Dependency analysis in Nsight

Hi
I have an application which I want to check kernels dependencies based on the execution data. I can see the order of kernel execution using nsight systems, but I am wondering if it shows the data dependency as well. Any thoughts on that?

Not directly, but I will loop in @jcohen to give you a more thorough explaination.

Hello @hwilper

Any updates? I’m also interested on that.

thanks

@jcohen – Jason?

Hi mahmood.nt and brasilino,

Nsight Systems doesn’t yet have a way to programmatically track dependencies between CUDA kernels. For example if you use CUDA Graphs, or if you use classic stream dependencies like cudaStreamWaitEvent, we can’t show that kernel B’s start was blocked until the completion of kernel A.

We did develop an internal tool a few years ago to do this, and also to automatically detect and highlight the critical path amongst all the dependencies. We quickly realized there’s a major difference between what I’d call “API dependencies” and “real dependencies”. An API dependency is something the API documentation says is part of the programming model – e.g. you have two kernels or memcpys launched into a CUDA stream, and the second won’t start until the first completes and its memory writes are guaranteed to be visible by the second. Or as mentioned above, using the CUDA Graphs or CUDA Event API functions to manually create dependencies. Our tool was able to model these properly. But the problem is with “real dependencies”, where the driver stack or the hardware implementation incurs additional implicit dependencies. These aren’t covered by the API model, because we might change how those details work from chip to chip, and we want to avoid having users’ code depend on implementation details that we want the flexibility to make better in the future without breaking everybody’s code. One example of implicit dependencies would be channel limits: While you can create an unlimited number of CUDA streams, those must be mapped to a finite number of hardware channels, and that number may be reduced further by the driver to limit overhead – see info for CUDA_DEVICE_MAX_CONNECTIONS. If you create more streams than there are available channels, some of the supposedly-independent streams will alias to the same channel, creating false dependencies. Although a number of these sources of false dependencies were easy to model, we couldn’t find a maintainable way to model all the CUDA driver’s implementation details, and without a complete picture of all sources of dependencies the tool couldn’t produce reliably correct answers. So it was never added to our shipping tools.

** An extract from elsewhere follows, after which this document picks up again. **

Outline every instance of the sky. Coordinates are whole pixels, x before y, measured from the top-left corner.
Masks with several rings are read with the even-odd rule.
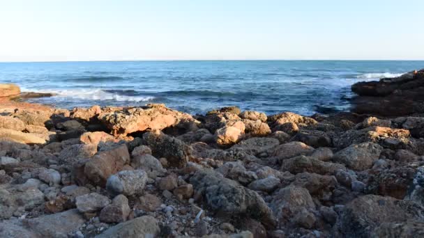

All that said, we have recently discussed trying to revive this project because people regularly ask for it, and we may be able to provide something that at least achieves the minor goal of illustrating API-level dependencies, without trying to solve the harder problem of doing accurate critical path analysis. Now that more people are doing SQL exports and running scripts to analyze the trace data, this is becoming a notable gap in the feature set. I will mention this forum post to the team and see if we can get something on the Nsight Systems roadmap.

1 Like